The Roodeye is, of course, blessed with considerable natural advantages in any match-up with Newmarket. Its location smack in the middle of one of Britain's most historic cities, with the magnificent old walls adjoining the home straight and the Dee in the distance, could hardly be in sharper contrast to the windswept Heath. The only obligatory requirement for anyone turning up for the May meeting this week is that they are determined to have a good time, and while winning some money is always pleasant, Chester remains one of the few tracks where losing does not seem too painful.

And while Chester's record of producing future big-race winners does not quite stand comparison with the Dante meeting at York next week, the Roodeye has hosted many fine horses down the years, the most recent being Oath, last season's Derby winner, who won the Dee Stakes in impressive style on his way to Epsom. That was an unusual route to the Derby, however, and this year the Classic trial which matters should, as usual, be this afternoon's Chester Vase.

That said, the Vase too has failed to identify many Derby contenders in recent years, with several of its winners galloping almost immediately into the ''Where are they now?'' file. The last horse to run at Chester and win at Epsom remains Quest For Fame, who was beaten by the estimable Belmez in 1990, while the ill-fated Shergar, who trotted up by 12 lengths in 1981, was the last colt to win both.

On paper, though, today's field could prove to be one of the best for a while, with only one of the eight runners - Il Capitano - not entered for the Derby. Another, Tantalus, was in the same position a few weeks ago, until Barry Hills, his trainer, thought it wise to pay an £8,000 supplementary fee to get his colt into the Epsom Classic.

Both the costly second-stage entry fee, and the name of his trainer, are tips in themselves for Tantalus (3.10) this afternoon.

No-one saddles more winners at this meeting than Hills, and while three of his rivals also arrive unbeaten this season, there are reasons to doubt Kingsclere, who may not stay, and Jolly Sharp, whose maiden win came on a flat track and on very heavy ground. Tantalus is currently a 50-1 chance for Epsom, and while he is unlikely to be the favourite by tonight, expect him to be a good deal shorter.
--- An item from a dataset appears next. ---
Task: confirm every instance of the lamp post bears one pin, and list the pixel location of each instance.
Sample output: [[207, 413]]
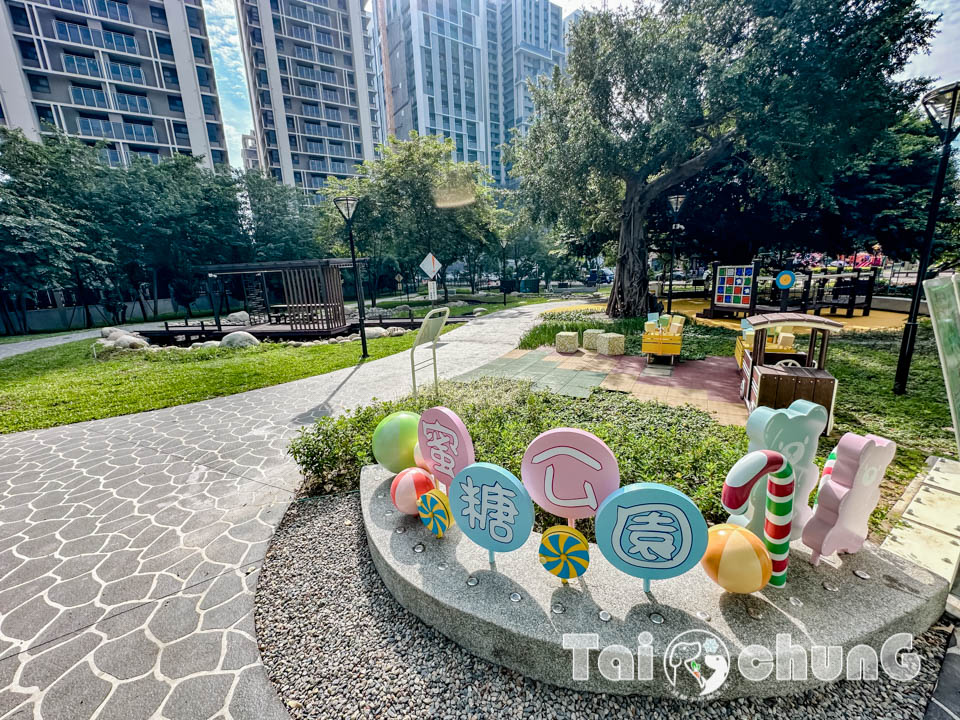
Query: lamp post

The other standard procedure for Roodeye punters, apart from backing anything with B Hills after its name, is to start all deliberations with the horse drawn in stall one. Work outwards from the rail, and as soon as you find one with a reasonable chance, look no further.

Neither theory seems all that reliable in today's big handicap, however, since Hills' entry was removed overnight, and there is little among the horses drawn low to quicken the interest. As a result, it may be worth taking a chance on Ocean Rain (2.40), who is in stall 11 but likes to be up with the pace and generally gets out smartly.

Another front-runner, FORTY FORTE (nap 3.40), has an almost ideal position in stall four for the 10-furlong handicap, and stands a fair chance of reversing recent Epsom form with Night Venture, the City And Suburban Handicap winner, who likes to come late and may find trouble in running.

In the opening Lily Agnes Stakes, meanwhile, the two-year-old Charlie Parkes (2.10) should have the speed to burn off his rivals and give Alan Berry a winner at the May meeting at his first attempt.